Although accurate and timely performance of antimicrobial susceptibility testing by the clinical laboratory is paramount to combating antimicrobial resistance, "the ability of laboratories in the United States to effectively perform ASTs is challenged by several factors," they wrote, adding that among the "man-made" challenges are "unnecessarily strict FDA limitations on how commercial AST systems can be used for diagnostic testing, the absence of up-to-date performance data on these systems, and the lack of commercially available FDA-cleared tests for newer antimicrobial agents or for older agents with updated breakpoints."

The FDA said it would not be able to respond to questions submitted for comment before deadline. FDA Commissioner Scott Gottlieb said in a statement that under the existing approach, it had taken "too long to update each individual drug’s labeling with information needed for susceptibility testing and it was clear a more centralized approach was needed." He said that the FDA's "new tool is aimed at making this process more efficient and informed.”

Gottlieb noted that healthcare professionals treating critically ill patients need as much information as possible about the pathogen the patient is fighting and the susceptibility of that pathogen to various treatments.
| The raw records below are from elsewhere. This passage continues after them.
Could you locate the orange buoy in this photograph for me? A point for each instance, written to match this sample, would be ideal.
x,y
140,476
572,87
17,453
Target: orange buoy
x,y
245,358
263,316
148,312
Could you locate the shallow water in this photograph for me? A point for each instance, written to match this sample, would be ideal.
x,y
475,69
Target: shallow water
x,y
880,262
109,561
Prescribing a drug that’s only going to be met with resistance from the bacteria or fungus it’s intended to treat doesn’t help that patient, and it has broader public health consequences that cannot be ignored, he noted.

Its new content will provide direct and timely access to information about when bacterial or fungal infections are likely to respond to a specific drug, the FDA said, adding that the new approach is intended to enable healthcare professionals to make more informed prescribing decisions that will benefit their patients and prevent the spread of resistant bacteria.
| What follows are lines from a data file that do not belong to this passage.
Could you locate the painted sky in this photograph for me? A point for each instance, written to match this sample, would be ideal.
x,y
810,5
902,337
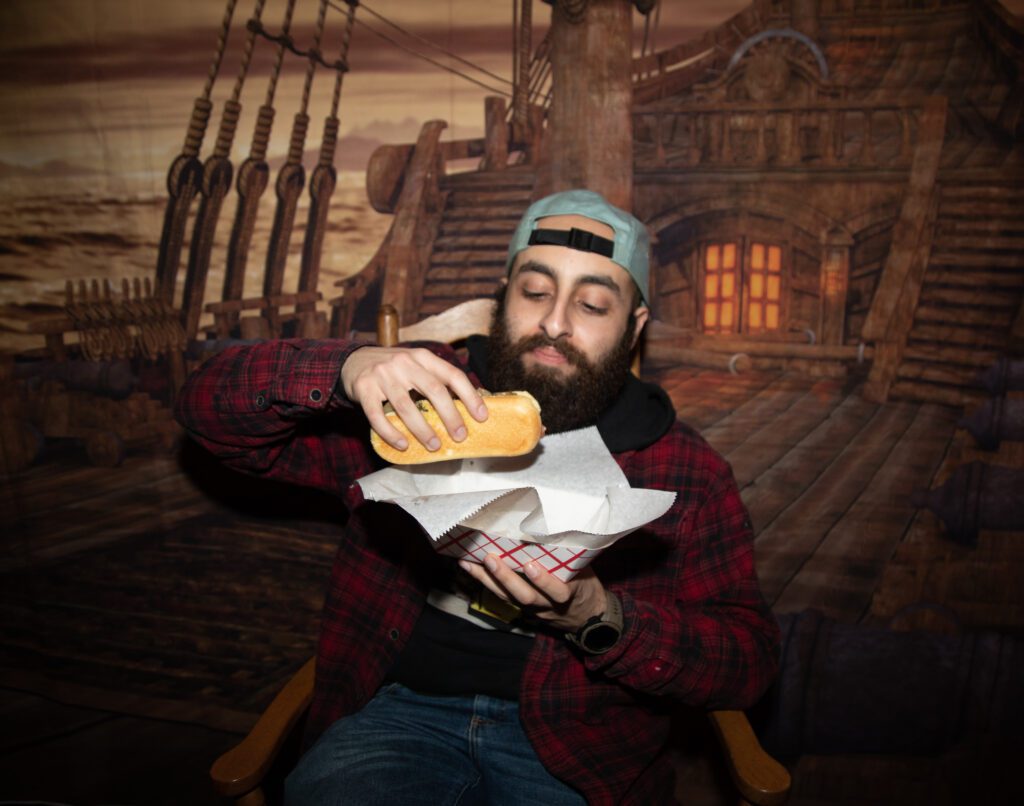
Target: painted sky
x,y
108,85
As antimicrobial resistance and its consequences escalate, newer and faster technologies for rapid antimicrobial resistance and susceptibility testing are making their way to market.

FDA's clearance for Accelerate's Pheno system potentially offered a breakthrough in AST research. The platform enables bacteria and yeast identification from a positive blood culture and provides a measurement of antimicrobial susceptibility within seven hours. That compares to a testing process that can take up to 40 hours with existing ID-AST systems, according to Accelerate.
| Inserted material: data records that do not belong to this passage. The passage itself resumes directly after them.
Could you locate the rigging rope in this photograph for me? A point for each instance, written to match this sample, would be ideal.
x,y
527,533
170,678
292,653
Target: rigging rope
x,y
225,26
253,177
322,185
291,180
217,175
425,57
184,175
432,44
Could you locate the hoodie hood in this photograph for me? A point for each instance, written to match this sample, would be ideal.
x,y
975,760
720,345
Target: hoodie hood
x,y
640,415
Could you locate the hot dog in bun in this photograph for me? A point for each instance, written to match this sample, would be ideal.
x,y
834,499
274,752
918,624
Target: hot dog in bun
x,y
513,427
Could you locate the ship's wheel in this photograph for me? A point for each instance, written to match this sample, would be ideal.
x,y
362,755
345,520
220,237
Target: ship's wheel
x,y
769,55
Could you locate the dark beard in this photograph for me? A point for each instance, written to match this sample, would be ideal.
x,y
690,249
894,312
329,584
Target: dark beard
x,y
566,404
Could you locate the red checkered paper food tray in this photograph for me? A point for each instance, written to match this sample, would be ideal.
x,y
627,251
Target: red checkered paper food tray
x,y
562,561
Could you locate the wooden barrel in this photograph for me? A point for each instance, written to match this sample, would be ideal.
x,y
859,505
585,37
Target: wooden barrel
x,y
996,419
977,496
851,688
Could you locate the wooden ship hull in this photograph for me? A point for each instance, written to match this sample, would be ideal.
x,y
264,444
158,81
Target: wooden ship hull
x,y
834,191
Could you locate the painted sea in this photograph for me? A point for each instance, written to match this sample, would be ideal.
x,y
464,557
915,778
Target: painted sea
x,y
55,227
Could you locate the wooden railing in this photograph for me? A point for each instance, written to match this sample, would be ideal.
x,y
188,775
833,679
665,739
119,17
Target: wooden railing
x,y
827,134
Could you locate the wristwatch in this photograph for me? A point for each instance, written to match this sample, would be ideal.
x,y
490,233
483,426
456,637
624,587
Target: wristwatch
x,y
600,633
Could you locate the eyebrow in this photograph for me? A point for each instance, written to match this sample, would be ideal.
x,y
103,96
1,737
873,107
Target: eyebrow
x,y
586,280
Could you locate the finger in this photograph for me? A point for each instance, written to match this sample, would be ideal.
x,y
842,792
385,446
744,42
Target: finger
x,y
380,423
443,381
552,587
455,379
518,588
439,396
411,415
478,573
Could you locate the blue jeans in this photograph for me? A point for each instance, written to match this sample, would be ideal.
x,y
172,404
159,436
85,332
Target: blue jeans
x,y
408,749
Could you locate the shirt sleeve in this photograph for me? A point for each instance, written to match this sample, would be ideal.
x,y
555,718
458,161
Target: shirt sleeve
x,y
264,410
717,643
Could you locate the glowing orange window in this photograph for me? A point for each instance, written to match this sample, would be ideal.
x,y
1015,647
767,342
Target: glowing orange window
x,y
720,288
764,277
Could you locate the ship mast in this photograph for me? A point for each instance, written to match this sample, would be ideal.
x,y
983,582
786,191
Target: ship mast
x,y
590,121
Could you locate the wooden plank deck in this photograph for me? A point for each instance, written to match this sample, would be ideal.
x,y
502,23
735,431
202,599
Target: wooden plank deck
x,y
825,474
Most US laboratories already have automated in vitro ID-ASTs in place, including BioMérieux's Vitek 2, Becton Dickinson's Phoenix, Beckman Coulter's MicroScan, and Thermo Fisher Scientific's Sensititre. Labs have also been adopting rapid tests, including Luminex's Verigene and BioMerieux's FilmArray, that are genotypic tests and work well with blood samples in detecting antimicrobial resistance.

At the American Association for Clinical Chemistry meeting in San Diego in 2017, Stefan Willemsen, president and CEO of BioMérieux's US division, said that the company is responding to the global antimicrobial resistance epidemic by deploying diagnostics consultants within hospitals to support their decision-making around implementing tests that would augment antimicrobial stewardship programs.

Antibiotics and similar drugs, or antimicrobial agents, have been used for decades to treat patients who have infectious diseases.  Although the antimicrobial agents have greatly reduced illness and death from infectious diseases, they have been used so widely and for so long that the infectious organisms the antibiotics are designed to kill have adapted to them, making the drugs less effective.

Each year in the US, at least 2 million people become infected with bacteria that are resistant to antibiotics and at least 23,000 people die each year as a direct result of these infections, according to the US Centers for Disease Control and Prevention.